Hi there! Let's solve a linear system! Call the length L and the width W. First, can you write an equation that relates L and W to the perimeter?

Answer 2

2L+2W=56

Answer 3

Yep, you got it. Now, can you write another equation, also using L and W, that expresses " The length is 1m more than twice the width"?

Answer 4

L=2W+1

Answer 5

Perfect!! Now solve the system using the substitution method. You know L=2W+1, so substitute "2W+1" in every place L appears in the first equation.

Answer 6

2(2W+1)+2W=56

Answer 7

Perfect. Now expand that first part out by distributing the 2. Then collect like terms.

Answer 8

4W+2+2W=56

Answer 9

right on. Now collect all the W terms on the left and the constant terms on the right.

Answer 10

2W=56

Answer 11

Oops, not quite. You had 4W + 2 + 2W = 56, that was right.

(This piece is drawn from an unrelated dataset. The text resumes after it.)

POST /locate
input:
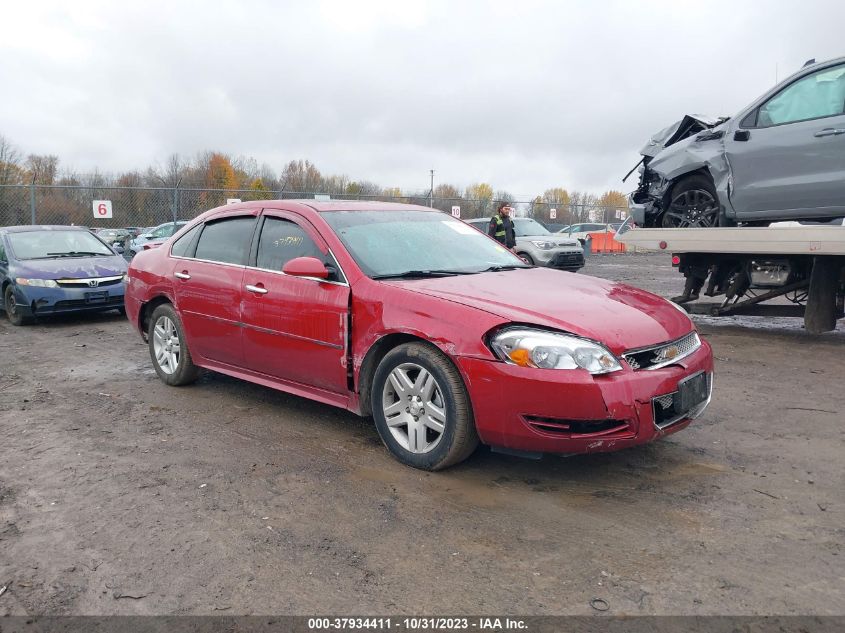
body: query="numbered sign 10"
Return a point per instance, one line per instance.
(102, 208)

What do you get when you collect the W terms together? i.e. 4W + 2W?

Answer 12

4W=56

Answer 13

Let me write it again in a way that makes it look a little easier:
4W + 2 + 2W = 56
is the same as
4W + 2W + 2 = 56

Can you combine the 4W and 2W together?

Answer 14

Pretend W is actually the word "marble". Add 4 marbles and 2 marbles.

Answer 15

ok now you just lost me

Answer 16

You understand how we got to 4W + 2W + 2 = 56, right?

Answer 17

yes

Answer 18

W=9

Answer 19

OK, so now we combine the "W" terms together -- that is, the terms that have a W in them.

Answer 20

Oops, yep, you skipped ahead - that's great! w = 9. Now substitute w=9 into either of the two equations you started with in order to find L.

Answer 21

L=2(9)+1

Answer 22

Now just solve for L.

Answer 23

L=19

Answer 24

you got it. you have the solution!